28. October 2023
I recently read the essay Sometimes reforming: Martin Luther, the church and the rest of us, and if it had ended with "Sometimes the most we can do is 'give a witness' by our dissent and hope for reformation when future generations take up the cause for social and spiritual transformation," I would have thought that essay was a brilliantly-worded treatise on why Christians should reflect on Luther's words and actions this October 31st. Unfortunately, the essay didn't end there, and its author, Bill Leonard, spent the succeeding paragraph lashing out at non-Baptists and pro-Trumpers. (And just to be clear - I am decidedly NOT pro-Trump. I have publicly spoken out against Trump on many occasions, but that's another story.)
Throughout the "On All Hallows' Eve 2023" paragraph, Leonard doesn't mince words when he equates the actions and attitudes of those with whom he disagrees with the 19th-century pro-slavery crowd and suggests that evangelicals are on an equal footing with the rest of today's sin-obsessed society. (Note that from a historical perspective, Leonard's pro-Baptist sentiments conveniently overlook the pro-slavery views held by the Southern Baptist Convention that upheld slavery and helped pave the way toward Civil War. Leonard also fails to mention that it was largely evangelicals from the Second Great Awakening who opposed slavery, and he makes no mention of Methodists who referred to slavery as the "execrable sum of all villainies," but I digress.) Leonard's entire "All Hallows' Eve 2023" paragraph is nothing short of "denomination bashing," which is a behavior that ultimately portrays all of Christianity in a bad light, and for which people have said to me on numerous occasions: "That's why I wouldn't want to become a Christian: you Christians are always fighting each other."

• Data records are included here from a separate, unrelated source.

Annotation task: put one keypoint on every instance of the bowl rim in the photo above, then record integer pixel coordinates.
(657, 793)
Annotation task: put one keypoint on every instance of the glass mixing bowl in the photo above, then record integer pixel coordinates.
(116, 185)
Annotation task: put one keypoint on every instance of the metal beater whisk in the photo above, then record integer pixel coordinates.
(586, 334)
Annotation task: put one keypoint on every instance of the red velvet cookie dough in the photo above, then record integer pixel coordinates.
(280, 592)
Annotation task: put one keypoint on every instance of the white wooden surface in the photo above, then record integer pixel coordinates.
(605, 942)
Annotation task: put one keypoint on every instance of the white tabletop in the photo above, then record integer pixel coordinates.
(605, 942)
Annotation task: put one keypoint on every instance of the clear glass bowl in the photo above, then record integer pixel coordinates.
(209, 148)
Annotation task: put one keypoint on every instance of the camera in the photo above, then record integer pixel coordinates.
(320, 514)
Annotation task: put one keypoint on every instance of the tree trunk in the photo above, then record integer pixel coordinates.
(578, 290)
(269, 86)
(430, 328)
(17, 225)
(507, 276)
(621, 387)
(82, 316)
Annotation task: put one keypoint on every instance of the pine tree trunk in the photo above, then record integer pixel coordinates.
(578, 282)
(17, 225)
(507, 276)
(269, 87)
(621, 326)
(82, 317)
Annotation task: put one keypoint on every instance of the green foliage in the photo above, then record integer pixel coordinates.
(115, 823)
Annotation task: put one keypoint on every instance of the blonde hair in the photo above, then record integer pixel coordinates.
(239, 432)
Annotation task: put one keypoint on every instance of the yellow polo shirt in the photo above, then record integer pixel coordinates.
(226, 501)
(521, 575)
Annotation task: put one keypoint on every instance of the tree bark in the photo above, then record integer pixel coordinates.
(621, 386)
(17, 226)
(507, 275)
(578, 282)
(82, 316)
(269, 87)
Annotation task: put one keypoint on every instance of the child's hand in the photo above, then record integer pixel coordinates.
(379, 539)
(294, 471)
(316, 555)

When viewing this essay as a whole, what started out so well as a history lesson about Martin Luther and a call for contemplation on the role of dissent within our Christian lives quickly descended into a veiled attack on those with whom the article's author disagrees, and in so doing Leonard completely negates his opening quotation from Luther: "I will constrain no one by force, for faith must come freely without compulsion." With that in mind, I would suppose that some form of sarcastic kudos are warranted for the essay's author; his dissertation on Luther is so misguided that he completely misses the meaning of Luther's original prose, and he manages to publicly humiliate the church in the process. So I offer a brusque "bravo" to Bill Leonard for his essay; his opinions are exactly what the church needs today, but only if the church intends to fail miserably in modern society.